Key Publications and Referencecs:

  1. Liver-specific ATP-citrate lyase inhibition by bempedoic acid decreases LDL-C and attenuates atherosclerosis.
    Pinkosky, S., Newton, R., Day, E. et al. Nat Commun 7, 13457 (2016).
  2. Inhibition of ATP-citrate lyase improves NASH, liver fibrosis, and dyslipidemia.
    Morrow, M., Batchuluun, B., Wu, J., et al. Cell Metabolism 34, 919–936 (2022).
  3. Mendelian Randomization Study of ACLY and Cardiovascular Disease.
    Ference BA, Ray KK, Catapano AL, Ference TB, et al. The New England journal of medicine, 380(11), 1033–1042 (2019).
  4. Targeting ATP-Citrate Lyase in Hyperlipidemia and Metabolic Disorders.
    Pinkosky SL, Groot PHE, Lalwani ND, et al. Trends in molecular medicine, 23(11), 1047–1063 (2017).
  5. A non-canonical tricarboxylic acid cycle underlies cellular identity.
    Arnold, P.K., Jackson, B.T., Paras, K.I. et al. Nature 603, 477–481 (2022).
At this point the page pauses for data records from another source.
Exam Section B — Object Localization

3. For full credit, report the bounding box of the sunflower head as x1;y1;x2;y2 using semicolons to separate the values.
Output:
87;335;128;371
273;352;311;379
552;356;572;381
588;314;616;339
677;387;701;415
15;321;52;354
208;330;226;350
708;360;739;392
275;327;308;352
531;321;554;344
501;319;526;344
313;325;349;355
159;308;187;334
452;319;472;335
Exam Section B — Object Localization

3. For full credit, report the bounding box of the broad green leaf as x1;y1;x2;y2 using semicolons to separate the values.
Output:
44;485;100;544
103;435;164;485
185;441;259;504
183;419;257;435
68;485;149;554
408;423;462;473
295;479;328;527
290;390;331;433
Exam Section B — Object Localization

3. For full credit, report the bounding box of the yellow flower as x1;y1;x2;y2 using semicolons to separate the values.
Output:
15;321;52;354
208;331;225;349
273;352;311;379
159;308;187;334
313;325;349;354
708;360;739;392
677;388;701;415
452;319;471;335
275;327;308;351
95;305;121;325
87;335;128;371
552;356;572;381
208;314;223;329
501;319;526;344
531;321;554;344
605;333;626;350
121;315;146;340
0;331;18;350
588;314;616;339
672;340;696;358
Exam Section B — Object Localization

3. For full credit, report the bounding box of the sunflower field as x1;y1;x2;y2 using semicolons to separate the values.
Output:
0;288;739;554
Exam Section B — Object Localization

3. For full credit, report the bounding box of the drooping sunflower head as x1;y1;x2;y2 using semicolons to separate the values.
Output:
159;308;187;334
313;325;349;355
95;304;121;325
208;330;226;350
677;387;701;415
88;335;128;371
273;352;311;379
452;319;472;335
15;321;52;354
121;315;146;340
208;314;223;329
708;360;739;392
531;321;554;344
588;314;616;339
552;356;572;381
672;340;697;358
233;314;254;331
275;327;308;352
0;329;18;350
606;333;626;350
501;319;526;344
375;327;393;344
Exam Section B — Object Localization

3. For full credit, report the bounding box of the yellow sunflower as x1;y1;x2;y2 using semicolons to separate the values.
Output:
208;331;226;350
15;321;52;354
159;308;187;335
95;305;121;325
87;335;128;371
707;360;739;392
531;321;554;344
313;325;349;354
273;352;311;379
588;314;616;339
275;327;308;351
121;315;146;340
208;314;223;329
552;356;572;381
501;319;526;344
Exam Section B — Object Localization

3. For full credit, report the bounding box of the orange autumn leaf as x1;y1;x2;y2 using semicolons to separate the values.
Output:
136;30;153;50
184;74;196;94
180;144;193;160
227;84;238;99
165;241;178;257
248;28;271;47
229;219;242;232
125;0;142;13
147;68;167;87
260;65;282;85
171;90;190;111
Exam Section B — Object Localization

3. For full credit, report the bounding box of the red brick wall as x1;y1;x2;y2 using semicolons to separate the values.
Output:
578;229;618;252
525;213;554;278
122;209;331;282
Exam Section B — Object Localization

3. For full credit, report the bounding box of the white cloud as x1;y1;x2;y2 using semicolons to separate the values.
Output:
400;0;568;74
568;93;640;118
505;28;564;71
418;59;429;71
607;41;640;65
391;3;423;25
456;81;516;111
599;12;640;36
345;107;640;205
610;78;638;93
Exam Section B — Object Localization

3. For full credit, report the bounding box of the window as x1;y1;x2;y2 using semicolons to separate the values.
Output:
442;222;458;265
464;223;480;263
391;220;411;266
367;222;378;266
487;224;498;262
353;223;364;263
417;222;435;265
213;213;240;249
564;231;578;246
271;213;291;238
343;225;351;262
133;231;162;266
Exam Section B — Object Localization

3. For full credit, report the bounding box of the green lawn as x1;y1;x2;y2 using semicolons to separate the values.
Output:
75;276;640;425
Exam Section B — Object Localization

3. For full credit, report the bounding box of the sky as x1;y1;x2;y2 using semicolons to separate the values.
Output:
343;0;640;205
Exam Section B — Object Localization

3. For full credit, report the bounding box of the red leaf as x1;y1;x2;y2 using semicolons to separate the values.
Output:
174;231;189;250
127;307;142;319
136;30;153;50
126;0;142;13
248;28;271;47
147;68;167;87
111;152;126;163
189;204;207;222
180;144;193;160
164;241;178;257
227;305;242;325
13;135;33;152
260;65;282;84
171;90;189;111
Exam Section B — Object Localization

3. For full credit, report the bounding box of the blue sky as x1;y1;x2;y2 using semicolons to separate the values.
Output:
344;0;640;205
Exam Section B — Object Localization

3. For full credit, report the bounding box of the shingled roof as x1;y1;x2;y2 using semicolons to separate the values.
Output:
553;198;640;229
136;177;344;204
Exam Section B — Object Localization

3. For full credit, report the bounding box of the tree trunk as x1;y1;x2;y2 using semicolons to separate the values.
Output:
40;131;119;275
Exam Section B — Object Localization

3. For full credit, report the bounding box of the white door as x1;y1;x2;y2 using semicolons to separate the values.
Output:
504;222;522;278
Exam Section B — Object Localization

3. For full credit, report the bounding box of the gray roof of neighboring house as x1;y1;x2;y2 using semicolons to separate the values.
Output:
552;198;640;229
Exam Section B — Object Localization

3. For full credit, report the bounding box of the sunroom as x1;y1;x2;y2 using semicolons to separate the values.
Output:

  6. Lipogenesis inhibitors: therapeutic opportunities and challenges.
    Batchuluun, B., Pinkosky, S.L. & Steinberg, G.R. Nat Rev Drug Discov 21, 283–305 (2022).
  7. Exploring the Role of ATP-Citrate Lyase in the Immune System.
    Dominguez, M., Brüne, B., and Namgaladze, D. Front. Immunol. 12 (2021).
  8. The glucose transporter GLUT3 controls T helper 17 cell responses through glycolytic-epigenetic reprogramming.
    Hochrein, S., Wu, H., Eckstein, M., et al. Cell Metabolism 34, 516–532 (2022).
  9. Sugar addiction: An Achilles’ heel of auto-immune diseases?
    Zaiss, D.M.W., and Coffer, P.J. Cell Metabolism 34, 503-505 (2022).